How patients search has shifted dramatically. And, as it continues to evolve, you will need a listings management solution that can take disparate data flows, standardize it, and transpose it to the right places. As market consolidation accelerates and industry-specific category sites emerge across the consumer web, the ability to partner with these companies and integrate via APIs to update the core sources remains crucial.
Listings, the coronavirus, and telehealth
Looking at listings today, through the lens of a global pandemic that has upended our way of life as well as the healthcare industry, the importance of a robust listings management solution cannot be overstated. Things seem to still be changing at breakneck speed, including guidelines for reopening across locales. To adhere to state- or citywide restrictions, clinics and hospitals nationwide have had to postpone nonessential or routine care, adjust office hours, and offer telemedicine. They’ve also had to make their COVID-response plan known to patients who are unsure what’s prohibited or who can be seen by a physician in person.

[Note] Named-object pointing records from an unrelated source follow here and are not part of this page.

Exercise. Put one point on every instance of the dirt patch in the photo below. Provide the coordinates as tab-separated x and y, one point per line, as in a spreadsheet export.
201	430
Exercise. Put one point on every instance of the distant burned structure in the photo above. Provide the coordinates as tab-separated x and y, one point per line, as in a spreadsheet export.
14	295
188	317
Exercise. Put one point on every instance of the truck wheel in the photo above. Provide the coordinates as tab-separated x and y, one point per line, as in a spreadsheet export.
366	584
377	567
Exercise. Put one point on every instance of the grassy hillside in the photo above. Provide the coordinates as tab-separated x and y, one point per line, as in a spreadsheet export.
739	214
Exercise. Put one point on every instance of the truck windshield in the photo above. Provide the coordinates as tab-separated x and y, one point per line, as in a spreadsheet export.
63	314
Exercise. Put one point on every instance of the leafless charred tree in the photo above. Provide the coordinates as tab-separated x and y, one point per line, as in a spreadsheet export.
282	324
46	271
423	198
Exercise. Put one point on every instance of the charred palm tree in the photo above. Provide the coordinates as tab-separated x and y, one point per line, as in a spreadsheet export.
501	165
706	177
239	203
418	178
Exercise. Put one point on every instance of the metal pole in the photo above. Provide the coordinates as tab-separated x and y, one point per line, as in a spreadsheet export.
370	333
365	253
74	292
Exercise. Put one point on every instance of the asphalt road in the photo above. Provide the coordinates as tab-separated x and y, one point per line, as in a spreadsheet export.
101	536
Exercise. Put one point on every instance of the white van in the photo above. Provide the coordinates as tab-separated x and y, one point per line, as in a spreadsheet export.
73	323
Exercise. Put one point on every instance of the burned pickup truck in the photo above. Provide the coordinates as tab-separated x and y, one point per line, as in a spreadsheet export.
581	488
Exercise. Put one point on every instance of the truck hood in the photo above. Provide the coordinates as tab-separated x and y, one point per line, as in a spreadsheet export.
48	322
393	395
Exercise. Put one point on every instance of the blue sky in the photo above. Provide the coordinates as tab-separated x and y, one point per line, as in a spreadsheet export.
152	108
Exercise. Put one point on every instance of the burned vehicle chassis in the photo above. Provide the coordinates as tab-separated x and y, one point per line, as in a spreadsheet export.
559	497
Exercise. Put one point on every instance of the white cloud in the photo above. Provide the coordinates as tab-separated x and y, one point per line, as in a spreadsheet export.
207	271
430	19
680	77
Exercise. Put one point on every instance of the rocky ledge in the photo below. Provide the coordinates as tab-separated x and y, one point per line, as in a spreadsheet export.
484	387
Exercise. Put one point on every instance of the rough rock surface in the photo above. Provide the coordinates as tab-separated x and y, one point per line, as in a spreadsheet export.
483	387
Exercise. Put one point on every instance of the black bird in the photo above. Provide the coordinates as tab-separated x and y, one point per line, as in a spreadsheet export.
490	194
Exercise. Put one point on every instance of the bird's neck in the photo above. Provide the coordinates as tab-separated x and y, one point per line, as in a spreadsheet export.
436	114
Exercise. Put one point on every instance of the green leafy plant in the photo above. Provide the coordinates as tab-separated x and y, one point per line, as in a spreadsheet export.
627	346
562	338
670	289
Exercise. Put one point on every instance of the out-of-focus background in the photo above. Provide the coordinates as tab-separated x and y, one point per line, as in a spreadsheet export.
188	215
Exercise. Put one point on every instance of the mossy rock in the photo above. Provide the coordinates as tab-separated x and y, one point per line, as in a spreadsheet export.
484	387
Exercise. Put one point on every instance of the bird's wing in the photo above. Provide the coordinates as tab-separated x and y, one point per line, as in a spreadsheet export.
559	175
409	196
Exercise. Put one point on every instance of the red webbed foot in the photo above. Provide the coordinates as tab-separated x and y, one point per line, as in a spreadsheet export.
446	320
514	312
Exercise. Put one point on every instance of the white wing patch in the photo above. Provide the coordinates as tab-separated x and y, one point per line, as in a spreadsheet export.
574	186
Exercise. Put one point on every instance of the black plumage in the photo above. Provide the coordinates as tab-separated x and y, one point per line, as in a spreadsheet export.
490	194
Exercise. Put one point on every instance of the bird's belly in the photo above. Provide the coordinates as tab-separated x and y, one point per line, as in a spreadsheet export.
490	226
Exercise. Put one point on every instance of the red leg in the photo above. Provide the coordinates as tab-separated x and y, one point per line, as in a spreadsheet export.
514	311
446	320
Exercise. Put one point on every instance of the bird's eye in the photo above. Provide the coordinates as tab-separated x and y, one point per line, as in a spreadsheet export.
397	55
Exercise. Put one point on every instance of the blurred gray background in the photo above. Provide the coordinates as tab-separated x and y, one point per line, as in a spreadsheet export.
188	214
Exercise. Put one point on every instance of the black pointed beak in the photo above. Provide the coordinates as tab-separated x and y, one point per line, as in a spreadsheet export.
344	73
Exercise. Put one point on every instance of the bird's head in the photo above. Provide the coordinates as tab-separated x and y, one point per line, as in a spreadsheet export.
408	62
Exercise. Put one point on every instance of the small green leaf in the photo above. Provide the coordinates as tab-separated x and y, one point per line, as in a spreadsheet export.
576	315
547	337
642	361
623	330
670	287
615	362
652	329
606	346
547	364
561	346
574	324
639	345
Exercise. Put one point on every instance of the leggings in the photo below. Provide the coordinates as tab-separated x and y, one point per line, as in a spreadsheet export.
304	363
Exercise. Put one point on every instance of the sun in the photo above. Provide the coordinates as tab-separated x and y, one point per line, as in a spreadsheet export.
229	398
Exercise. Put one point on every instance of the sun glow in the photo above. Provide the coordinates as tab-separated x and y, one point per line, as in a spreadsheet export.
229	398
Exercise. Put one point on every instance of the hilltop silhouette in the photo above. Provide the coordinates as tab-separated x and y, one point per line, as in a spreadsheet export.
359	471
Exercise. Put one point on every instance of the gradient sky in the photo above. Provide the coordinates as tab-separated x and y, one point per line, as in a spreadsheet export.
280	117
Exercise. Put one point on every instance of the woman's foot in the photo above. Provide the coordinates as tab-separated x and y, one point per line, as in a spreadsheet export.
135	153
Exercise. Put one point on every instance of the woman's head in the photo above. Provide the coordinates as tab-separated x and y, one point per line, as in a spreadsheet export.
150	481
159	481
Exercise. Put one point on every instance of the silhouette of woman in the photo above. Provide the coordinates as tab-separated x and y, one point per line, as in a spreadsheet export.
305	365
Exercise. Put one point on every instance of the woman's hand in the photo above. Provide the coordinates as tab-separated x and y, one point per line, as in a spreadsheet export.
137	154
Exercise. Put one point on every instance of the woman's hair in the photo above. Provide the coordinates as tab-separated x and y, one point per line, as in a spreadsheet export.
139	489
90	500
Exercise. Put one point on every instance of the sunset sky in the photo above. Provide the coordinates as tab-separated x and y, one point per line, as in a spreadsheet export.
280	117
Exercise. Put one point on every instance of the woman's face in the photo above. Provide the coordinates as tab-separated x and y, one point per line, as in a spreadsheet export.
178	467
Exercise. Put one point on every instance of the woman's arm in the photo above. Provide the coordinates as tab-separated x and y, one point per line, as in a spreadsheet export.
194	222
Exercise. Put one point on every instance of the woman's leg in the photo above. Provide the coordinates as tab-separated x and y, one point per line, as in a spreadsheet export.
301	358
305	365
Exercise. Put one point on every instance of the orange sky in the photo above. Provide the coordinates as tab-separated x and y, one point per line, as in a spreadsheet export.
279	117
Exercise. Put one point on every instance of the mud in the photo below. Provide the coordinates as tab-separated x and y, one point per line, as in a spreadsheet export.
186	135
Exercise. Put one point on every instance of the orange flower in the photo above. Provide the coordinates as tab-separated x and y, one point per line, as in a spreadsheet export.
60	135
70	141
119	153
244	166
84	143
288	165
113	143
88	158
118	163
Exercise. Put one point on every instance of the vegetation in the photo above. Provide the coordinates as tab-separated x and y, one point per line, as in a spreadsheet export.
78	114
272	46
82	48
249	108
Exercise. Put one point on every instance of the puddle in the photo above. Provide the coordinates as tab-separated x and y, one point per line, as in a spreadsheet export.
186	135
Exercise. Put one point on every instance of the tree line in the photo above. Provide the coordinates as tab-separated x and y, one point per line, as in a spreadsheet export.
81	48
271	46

Quick-thinking and nimble health systems used their listings to broadcast these changes on the sites they know patients are already looking for healthcare information. At the same time, companies like Google and Healthgrades jumped to make spreading your message even easier — for example, sharing direct links to make a virtual appointment, adding secondary hours, and updating patients on an organization’s COVID-19 response or new protocols.
In times of chaos, communication can be critical for public health. At the same time, being clear and composed in your messaging can be a source of comfort to patients who are uncertain about how to proceed with healthcare that can no longer be postponed — establishing trust and even earning their loyalty. These measures will not only serve healthcare organizations well today, but as we move forward into a “new normal,” they will also help set you up for success and longer-term growth.
It’s safe to say that listings management is a messy business — especially in healthcare, where the data is complex and often interwoven but not perfectly aligned with the vast consumer web. It’s important to partner with a company that both understands this ecosystem and has already established relationships with sites that directly affect the healthcare industry, like Healthgrades, Vitals, and WebMD, as well as industry-agnostic search engines and data hubs — including Google.
Listings management was once difficult to measure and quantify. But modern solution providers are able to claim and secure profiles, push data to the right channels through the appropriate and credible methods, and troubleshoot quickly if an issue pops up. Perhaps more importantly, they can show patient traffic and conversions, demonstrating much more tangible value to your healthcare organization now and in the future.